The U.S. is a coal-dependent country still, and that infrastructure will not be changed overnight. The best way forward is probably to retrofit existing plants with carbon capture devices. Now that carbon emissions have been tied to a cost structure and climate goals it’s inevitable. But it’s too bad we can’t continue to research a better way to burn the stuff instead of simply trying to get rid of the waste. That’s the approach that helped put the U.S. so far behind other countries in nuclear reactor technology.


Paul,
You can do much better than this rambling mess although I agree with you re the nuclear technology delay. Coal is gold if properly prepared. Grind it up into powder, wash it, roast it extracting the condensate, burn the resulting coke with limited oxygen (rather than nitrogen rich air) thus producing CO, add water and via water shift get CO2 + H2. Save the H2 for ammonia fertilizer or auto fuel and sequester the CO2 as dry ice in huge ice houses which can be used for air conditioning supplement or add it to lime stone to make bicarbonate of soda to relieve the indigestion of the masses over the tyranny of the digital world.
qwester
Posted by: qwester at 8/12/2010 9:20 PM


What a waste of money.
The whole CAGW (catastrophic anthropogenic global warming) theory is on very weak scientific grounds, so millions of dollars spent on capturing CO2 is a big waste.

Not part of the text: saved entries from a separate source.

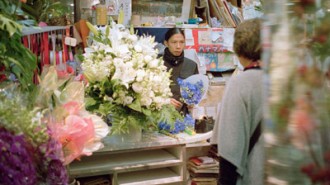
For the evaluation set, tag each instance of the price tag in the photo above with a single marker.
(70, 41)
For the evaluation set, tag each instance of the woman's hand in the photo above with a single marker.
(177, 104)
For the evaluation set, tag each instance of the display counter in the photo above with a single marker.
(156, 159)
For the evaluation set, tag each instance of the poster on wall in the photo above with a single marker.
(217, 62)
(126, 6)
(112, 7)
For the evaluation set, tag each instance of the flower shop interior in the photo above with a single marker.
(85, 97)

The climate gate e-mails showed an agenda driven groupd of scientists at CRU and NASA manipulating the peer review process, fudging the data, and exagerating potential harms. Why were e-mails deleted at CRU about the IPCC 4th report, the whitewash "investigations" never even asked.
CO2 is an essential nutrient for all plant life on earth. The temperature is not increasing much, antarctic ice is a record levels, and arctic ice may be on a 4 year increasing trend.
THE CAGW folks are getting inceasingly desperate with their propoganda publicity campaign as the people and now many scientists are waking up.

THe NASA_GISS temperature records are hoplessly corrupted by "adjustments" that exagerate the warming trend.

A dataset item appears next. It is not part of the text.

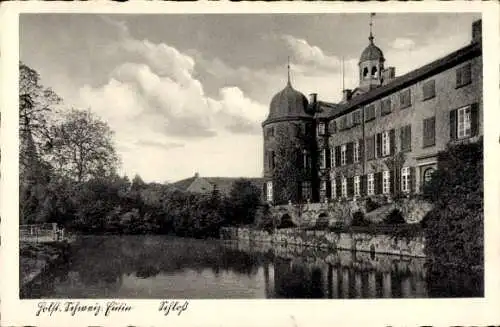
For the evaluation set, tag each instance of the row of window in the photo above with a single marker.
(371, 184)
(463, 124)
(353, 119)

CO2, based on Beer's law will saturate out, with maybe a degree of warming, anything more depends on positive feedbacks, which are increasingly looking like they are small, or even negative. But computer models are trumped up to get the politically correct results, while the planet is really cooling. Another ice age, which we are due for, would be far worse than a little warming.
Posted by: entropyfoe at 8/17/2010 3:45 PM


"The whole CAGW (catastrophic anthropogenic global warming) theory is on very weak scientific grounds, so millions of dollars spent on capturing CO2 is a big waste."

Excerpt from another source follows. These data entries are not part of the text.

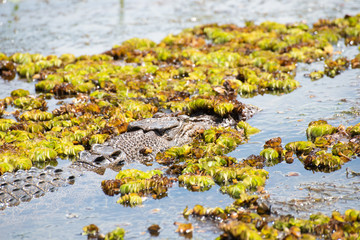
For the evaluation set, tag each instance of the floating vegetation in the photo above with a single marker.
(201, 70)
(132, 184)
(93, 232)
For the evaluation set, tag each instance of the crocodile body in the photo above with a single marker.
(142, 141)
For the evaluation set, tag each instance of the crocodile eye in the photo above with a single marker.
(145, 151)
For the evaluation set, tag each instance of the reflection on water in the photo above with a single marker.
(91, 26)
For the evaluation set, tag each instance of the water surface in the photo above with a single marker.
(90, 26)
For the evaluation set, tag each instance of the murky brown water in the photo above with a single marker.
(90, 26)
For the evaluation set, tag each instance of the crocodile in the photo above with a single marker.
(141, 142)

You are off many orders of magnitude on costs. All this digging holes and blasting mountaintops to use up coal (and oxygen) would be better spent on alt energy research and implementation, especially geothermal. But for heaven's sake, let's start selling diesel cars. Shoot the treehuggers if they object. OPEC won't know what hit 'em.
Posted by: jimvandamme at 8/24/2010 12:09 PM


Way to tell them jimvandamme!!!! Great rebuttal of the AGW canard.